Retour de la collégialité et limites de la déjudiciarisation

Le rapport du comité suggère, notamment, le retour de la collégialité et la mise en place d’une équipe de collaborateurs autour du juge. En matière civile, il propose, notamment, un renforcement de la prise en charge des frais d’avocat par la partie perdante, appelle les magistrats et les avocats à poursuivre leurs travaux sur la présentation des écritures et la mise en état et – bien que favorable au développement des modes alternatifs de règlement des litiges – estime que leur déploiement « ne saurait être pensé uniquement comme un moyen de limiter les flux entrants» et que la déjudiciarisation a désormais « atteint ses limites ».

Maintien du juge d’instruction et de l’unicité de la magistrature

En matière pénale, le rapport présente les principales orientations qui, selon le comité, devraient guider la réécriture du Code de procédure pénale.

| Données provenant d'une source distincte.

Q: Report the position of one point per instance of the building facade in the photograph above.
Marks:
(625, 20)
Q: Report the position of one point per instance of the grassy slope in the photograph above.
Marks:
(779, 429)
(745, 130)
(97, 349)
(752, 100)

Il estime, entre autres, que le développement du pouvoir de sanction autonome du parquet « a atteint ses limites », qu’il faut approfondir les études d’impact sur l’unification des cadres d’enquête (préliminaire et en flagrance), qu’il conviendrait de généraliser le statut de témoin assisté et de limiter la mise en examen au seul cas où le prononcé de mesures coercitives est envisagé.

Favorable au maintien de l’unicité de la magistrature, le comité suggère, pour renforcer l’impartialité dans la nomination et la gestion des parquetiers, de donner un pouvoir d’avis conforme au Conseil supérieur de la magistrature (CSM) sur les propositions de nomination de ces magistrats et sur les sanctions disciplinaires qui les concernent. Il propose aussi de modifier la composition du CSM et de la commission d’avancement, des réformes de la discipline, la déontologie et la protection des magistrats, ou encore de supprimer la Cour de justice de la République.

Carte judiciaire : fusionner sans supprimer

Du fait de l’hostilité des élus à tout regroupement autoritaire de tribunaux, le rapport préconise de créer des régions judiciaires (recoupant les régions administratives) chargées de gérer les aspects budgétaires, immobiliers et informatiques. Dans les départements disposant de plusieurs tribunaux judiciaires, il propose de désigner des tribunaux « chefs de file ». Reste que, selon le comité, ce schéma global n’exclut pas que la réflexion de la Chancellerie sur la fusion de cours d’appel se poursuive, de même que « les démarches concertées de fusion de juridictions qui laissent subsister tous les sites judiciaires ».

Réorganisation de la justice économique et sociale

« Nous proposons de maintenir les tribunaux de commerce et les conseils de prud’hommes avec des juges élus, d’expérimenter un tribunal des Affaires économiques et d’expérimenter la participation des parties au financement de la justice pour les contentieux économiques », a expliqué le président du comité, Jean-Marc Sauvé, lors de la présentation du rapport à la presse le 8 juillet dernier. Ce tribunal des Affaires économiques serait compétent pour toutes les procédures amiables et collectives, quels que soient le statut et le domaine d’activité des opérateurs (y compris les commerçants, les artisans, les agriculteurs, les professions libérales, les SCI et les associations), mais les tribunaux judiciaires conserveraient leurs compétences de droit commun en matière de baux commerciaux et de propriété intellectuelle, en raison de la technicité de ces matières. « Nous proposons également de mettre en place une politique de filière », avec la création d’une filière de juges civilistes économiques, assortie de formations et de stages spécifiques.

« Pour les conseils de prud’hommes nous proposons de les renommer ‘tribunaux du Travail’ et de les rattacher aux tribunaux judiciaires sur le plan administratif, organisationnel et budgétaire », a poursuivi l’ancien vice-président du Conseil d’État, « de renforcer le rôle des agents des greffes dans la mise en état » et « de mettre en place une orientation ab initio des affaires, soit vers la conciliation, soit vers l’instance paritaire, soit vers le départage, plutôt que d’avoir à escalader conciliation – qui ne marche pas –, parité – dont on sait qu’elle va échouer –, avant d’arriver devant le juge ».

Des premières décisions dès septembre

Dans un communiqué publié lors de la remise officielle du rapport à l’Élysée, le 8 juillet, le président de la République, Emmanuel Macron, précise avoir « demandé au garde des Sceaux d’engager, dès le 18 juillet prochain, une concertation avec l’ensemble des acteurs du monde judiciaire sur la base des conclusions du rapport ». Ces échanges doivent permettre « de prendre, dès la rentrée, des décisions concrètes et rapides du ministre de la Justice » et « de mettre en œuvre des chantiers en profondeur avec les moyens nécessaires que la loi de programmation pour la justice aura à décliner ».